O A La Bergere é um café-restaurante numa esquina de Puteaux. À volta do balcão, assume-se sem problemas o apoio à Frente Nacional enquanto se bebericam cervejas e se põe a conversa em dia. Muitos dos clientes são portugueses. À porta, Manuel Baptista, de 58 anos, diz-nos o que lhe vai por dentro: “Voto na Marine Le Pen e espero que ela ganhe. É uma mulher que nunca esteve no Governo. Espero que ela seja uma boa mãe.” E repete: “que ela seja uma boa mãe.”

 
 

Será uma estreia. Manuel votou sempre no PS, mas “eles prometem tudo e não dão nada a ninguém”. A oportunidade de trabalhar nas obras, “sempre nas obras”, levou-o de Guimarães para França há 35 anos. Há cinco foi dado como “handicapé”, conta num português afrancesado. Apesar de parcialmente incapacitado, é “obrigado a trabalhar nas obras” para “comer”. A promessa de Marine de descer a idade da reforma para os 60 anos dá-lhe uma réstia de esperança. “Não é normal que dêem a ‘retraite’ aos 45 e 50 anos a pessoas que trabalham para o Estado e a nós [que trabalhamos nas obras] só aos 65 anos. Não é normal, nós estamos todos rebentados.”

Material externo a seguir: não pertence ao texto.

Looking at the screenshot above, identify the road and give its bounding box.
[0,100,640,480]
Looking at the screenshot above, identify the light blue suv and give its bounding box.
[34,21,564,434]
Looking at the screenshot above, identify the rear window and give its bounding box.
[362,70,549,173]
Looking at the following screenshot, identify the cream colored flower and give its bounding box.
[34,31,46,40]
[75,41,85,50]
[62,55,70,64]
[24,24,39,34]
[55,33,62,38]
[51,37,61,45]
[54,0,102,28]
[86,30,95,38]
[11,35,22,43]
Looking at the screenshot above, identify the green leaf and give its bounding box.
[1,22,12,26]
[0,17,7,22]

O discurso anti-imigração com que Marine Le Pen espera vencer as eleições presidenciais não assusta o imigrante Manuel Baptista. “Quando vamos para um país qualquer temos que trabalhar”, diz. “A Marine Le Pen não quer ninguém fora daqui: quer que as pessoas trabalhem, não quer que as pessoas fiquem na cama até ao meio-dia.”

 
Foto
No A La Bergère, muitos apoiam a Frente Nacional. Dinis de Sousa é dos poucos que desconfia de Marine: “a gente está mais segura com os outros”.
No A La Bergère, muitos apoiam a Frente Nacional. Dinis de Sousa é dos poucos que desconfia de Marine: “a gente está mais segura com os outros”.
 

Thibauld Dujardin, 26 anos, secretário-geral do 13.º distrito de Paris da FN, afirma que a realidade veio dar razão ao partido, que mudou e se afastou da imagem “não muito boa” que tinha nos tempos de Jean-Marie Le Pen. “Temos pessoas da imigração [nos quadros do partido]: Jean Messiha, que vem do Egipto e que teve a seu cargo a escrita do programa, Guy Deballe, da África Central, que é candidato em Paris às legislativas… Com os motins, o terrorismo, as pessoas vêem que há algo a correr mal no país, que não podemos ser apenas politicamente correctos e esperar que as coisas corram bem. Temos de tomar decisões, temos de parar a imigração”, sublinha.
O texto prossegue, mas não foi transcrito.